Mary, on the other hand, thought you could have a beautiful death by preparing for it, so she got a master Buddhist teacher, Gus Koehler, to work closely with her on meditation and on her practice. Once when I picked her up, I noticed dead flowers in the vases on the dining room table and went to toss them, but Mary quickly intervened, “Don’t throw those out! I’m appreciating the full cycle of life and finding beauty in fallen rose petals.”
The biggest difference was at the end because Mary was in pain and Ken wasn’t. Visitors easily exhausted her. She was irritated by them, embarrassed too, and burdened by her felt-need to also be a hostess to them. Mary had spent a lifetime giving and didn’t know how to be the patient. She couldn’t receive the offerings of people who loved her. She couldn’t appear needy and she could never ask for help.
I sat with Mary once when a young nurse came to the door. Mary mostly stayed in her bedroom now. The young woman held a baby. Mary had trained her as a beginning RN and she wanted to show Mary her baby and thank Mary for her career, but I sent her away. Mary told me to. Mary began banning people from her apartment. Pride. Not wanting to appear needy. She banned visits from the cancer support group people, and from many of the nurses and hospice people who wanted to honor her. Family was disallowed. Soon just a handful of nurses and girlfriends were taking care of Mary as her final days approached. Then it was only Connie at the end, a cancer nurse and long-time friend of Mary’s.

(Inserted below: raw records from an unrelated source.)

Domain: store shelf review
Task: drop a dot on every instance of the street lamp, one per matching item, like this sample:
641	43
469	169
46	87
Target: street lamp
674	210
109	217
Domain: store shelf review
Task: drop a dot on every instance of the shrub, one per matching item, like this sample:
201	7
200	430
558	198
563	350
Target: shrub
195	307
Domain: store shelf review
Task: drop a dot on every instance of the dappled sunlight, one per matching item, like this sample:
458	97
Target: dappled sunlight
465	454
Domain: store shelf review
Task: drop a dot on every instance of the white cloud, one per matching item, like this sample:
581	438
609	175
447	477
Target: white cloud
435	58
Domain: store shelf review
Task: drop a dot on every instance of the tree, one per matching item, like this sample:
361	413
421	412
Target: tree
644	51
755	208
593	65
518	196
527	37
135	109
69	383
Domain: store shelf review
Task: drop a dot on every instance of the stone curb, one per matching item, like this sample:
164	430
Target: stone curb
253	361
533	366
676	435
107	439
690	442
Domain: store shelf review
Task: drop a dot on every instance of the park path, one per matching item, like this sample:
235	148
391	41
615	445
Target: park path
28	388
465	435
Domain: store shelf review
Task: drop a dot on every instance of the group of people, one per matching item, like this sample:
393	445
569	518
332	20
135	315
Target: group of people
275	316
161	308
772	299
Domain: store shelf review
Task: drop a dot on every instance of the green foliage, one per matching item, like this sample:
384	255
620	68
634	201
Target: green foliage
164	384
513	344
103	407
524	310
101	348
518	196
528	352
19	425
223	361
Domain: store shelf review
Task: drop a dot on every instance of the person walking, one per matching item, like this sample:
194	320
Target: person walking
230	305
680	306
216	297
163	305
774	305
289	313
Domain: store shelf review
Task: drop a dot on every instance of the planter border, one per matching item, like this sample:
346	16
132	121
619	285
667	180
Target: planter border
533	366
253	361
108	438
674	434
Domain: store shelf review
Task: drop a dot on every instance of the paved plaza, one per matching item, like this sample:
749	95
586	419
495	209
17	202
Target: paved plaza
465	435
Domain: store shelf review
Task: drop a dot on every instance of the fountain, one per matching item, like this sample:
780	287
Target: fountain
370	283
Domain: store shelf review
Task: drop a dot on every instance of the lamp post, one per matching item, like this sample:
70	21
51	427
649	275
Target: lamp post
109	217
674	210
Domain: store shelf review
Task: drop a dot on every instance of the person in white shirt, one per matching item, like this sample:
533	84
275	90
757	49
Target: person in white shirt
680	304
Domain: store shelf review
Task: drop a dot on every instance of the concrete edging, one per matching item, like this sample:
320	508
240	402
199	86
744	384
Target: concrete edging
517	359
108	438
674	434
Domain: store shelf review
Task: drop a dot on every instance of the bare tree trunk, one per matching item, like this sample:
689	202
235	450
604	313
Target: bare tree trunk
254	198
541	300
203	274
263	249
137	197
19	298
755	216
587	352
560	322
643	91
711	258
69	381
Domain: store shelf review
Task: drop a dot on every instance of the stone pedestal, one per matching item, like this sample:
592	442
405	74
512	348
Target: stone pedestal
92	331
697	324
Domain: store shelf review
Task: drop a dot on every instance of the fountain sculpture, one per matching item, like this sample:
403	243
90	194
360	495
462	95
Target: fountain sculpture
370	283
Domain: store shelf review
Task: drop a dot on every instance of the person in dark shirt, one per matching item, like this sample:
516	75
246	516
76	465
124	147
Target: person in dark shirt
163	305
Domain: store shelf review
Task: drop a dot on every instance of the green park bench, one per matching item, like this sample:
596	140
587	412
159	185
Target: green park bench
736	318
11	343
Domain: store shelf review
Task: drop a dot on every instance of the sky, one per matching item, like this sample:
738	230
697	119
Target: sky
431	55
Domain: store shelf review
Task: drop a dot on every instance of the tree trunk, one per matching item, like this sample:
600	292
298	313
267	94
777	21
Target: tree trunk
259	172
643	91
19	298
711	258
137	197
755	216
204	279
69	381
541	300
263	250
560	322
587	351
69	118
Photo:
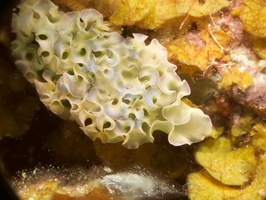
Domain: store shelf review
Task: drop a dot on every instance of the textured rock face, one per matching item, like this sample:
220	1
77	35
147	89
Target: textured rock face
116	89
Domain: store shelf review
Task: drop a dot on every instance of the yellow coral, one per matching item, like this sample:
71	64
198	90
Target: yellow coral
202	186
235	76
259	138
253	16
259	46
224	163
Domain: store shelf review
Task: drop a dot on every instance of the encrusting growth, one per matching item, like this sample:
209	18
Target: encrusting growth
116	89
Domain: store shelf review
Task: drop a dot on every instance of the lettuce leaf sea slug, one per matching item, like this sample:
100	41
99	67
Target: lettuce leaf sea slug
116	89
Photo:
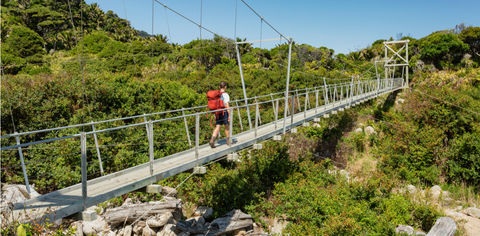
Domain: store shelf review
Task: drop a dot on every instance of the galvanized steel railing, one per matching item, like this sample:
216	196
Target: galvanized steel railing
328	94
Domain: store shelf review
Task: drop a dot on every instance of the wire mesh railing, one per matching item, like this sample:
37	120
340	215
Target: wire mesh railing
57	162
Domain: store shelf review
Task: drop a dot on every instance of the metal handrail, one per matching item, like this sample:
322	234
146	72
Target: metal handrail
146	115
317	88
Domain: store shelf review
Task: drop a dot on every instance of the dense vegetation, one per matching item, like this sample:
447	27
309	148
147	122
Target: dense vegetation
67	62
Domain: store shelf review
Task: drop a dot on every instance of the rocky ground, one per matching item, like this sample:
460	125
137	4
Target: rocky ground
164	218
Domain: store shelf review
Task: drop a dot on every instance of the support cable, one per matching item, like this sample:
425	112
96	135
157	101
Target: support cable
266	22
188	19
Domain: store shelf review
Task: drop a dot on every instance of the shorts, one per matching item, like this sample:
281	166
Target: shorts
222	118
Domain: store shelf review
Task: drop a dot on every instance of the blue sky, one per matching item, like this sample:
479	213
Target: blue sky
343	25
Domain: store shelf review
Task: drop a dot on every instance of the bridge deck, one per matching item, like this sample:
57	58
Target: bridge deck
68	201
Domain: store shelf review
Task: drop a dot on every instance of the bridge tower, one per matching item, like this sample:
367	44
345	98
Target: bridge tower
396	56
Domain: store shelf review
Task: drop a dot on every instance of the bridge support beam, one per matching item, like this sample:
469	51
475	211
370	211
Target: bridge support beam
257	146
232	157
200	170
89	215
154	188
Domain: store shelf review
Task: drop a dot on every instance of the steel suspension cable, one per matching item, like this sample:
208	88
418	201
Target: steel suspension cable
266	22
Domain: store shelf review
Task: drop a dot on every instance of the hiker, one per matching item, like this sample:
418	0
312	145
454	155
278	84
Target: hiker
217	100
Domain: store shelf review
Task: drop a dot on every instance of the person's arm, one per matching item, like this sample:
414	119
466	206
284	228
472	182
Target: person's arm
227	105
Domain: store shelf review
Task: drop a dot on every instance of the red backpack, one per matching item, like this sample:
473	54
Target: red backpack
215	102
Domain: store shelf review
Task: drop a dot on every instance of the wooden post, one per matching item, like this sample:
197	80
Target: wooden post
186	127
292	111
197	135
24	168
305	109
239	116
256	121
83	151
98	149
230	124
276	114
150	145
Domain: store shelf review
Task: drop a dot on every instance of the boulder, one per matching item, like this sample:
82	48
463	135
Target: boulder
370	130
233	220
130	213
204	211
13	193
195	225
444	226
345	174
127	202
147	231
127	231
160	220
435	192
404	229
78	228
277	227
473	212
411	189
94	227
168	230
171	192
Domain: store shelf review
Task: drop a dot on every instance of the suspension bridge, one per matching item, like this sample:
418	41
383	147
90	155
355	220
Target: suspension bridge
253	120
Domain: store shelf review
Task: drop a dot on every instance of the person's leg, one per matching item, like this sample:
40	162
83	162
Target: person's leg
227	133
214	135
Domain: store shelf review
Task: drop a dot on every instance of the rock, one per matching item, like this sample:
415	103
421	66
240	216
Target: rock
127	202
147	231
95	227
169	191
404	229
78	228
444	226
127	231
204	211
195	225
473	212
168	230
233	220
345	174
160	220
110	233
370	130
278	226
130	213
470	225
435	192
411	189
137	229
13	193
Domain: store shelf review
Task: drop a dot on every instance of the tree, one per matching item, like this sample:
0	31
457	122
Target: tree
471	36
21	47
442	49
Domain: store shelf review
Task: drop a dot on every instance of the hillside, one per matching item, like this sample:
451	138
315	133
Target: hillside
332	178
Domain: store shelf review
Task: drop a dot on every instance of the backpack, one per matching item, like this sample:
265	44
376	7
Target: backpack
215	102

Truthfully, I’m not sorry I missed Mary’s passing. She died in the wee hours of the morning, alone and in pain. Connie called in the morning and we, the girlfriends, weren’t sure what to do since we’d been banned. “Well, let’s get right over there,” I said, but her body had already been taken.
After Ken died, I kept him as long as I could, until I couldn’t feel his lifeforce leaving from the top of his head anymore. Everyone had vacated the room and I was alone with Ken’s body. I wrote his obituary then, and made some promises to myself about love, honoring connection and this one precious life we so courageously get to experience. Then I told Ken: That’s it. Now we’re drinking your scotch. I brought his collection of single malts and aged scotches on a tray that I put on his belly with lots of little shot glasses. All of us surrounded his bed again, toasting this life, joking, laughing, even before his body was cold. When the scotch was gone, the cremators came, and it was over. Harry stayed, but Mary was glad to finally get back to her own bed.
I didn’t know Ken had had a beautiful death because it was my first death; I’d barely been to any funerals before Ken.
I didn’t have a model for how to have a home death for your husband. I couldn’t have done it without Mary. I had imagined being swept by grief, and that happened later, but I’d never imagined being in awe of death or treasuring the sacred moments of passing. Her experience, her wisdom, and even the irony of her own death are forever part of death for me. I didn’t know about the love, or that I’d henceforth be so comfortable with death, and willingly accept the honor of being with friends and family who are dying.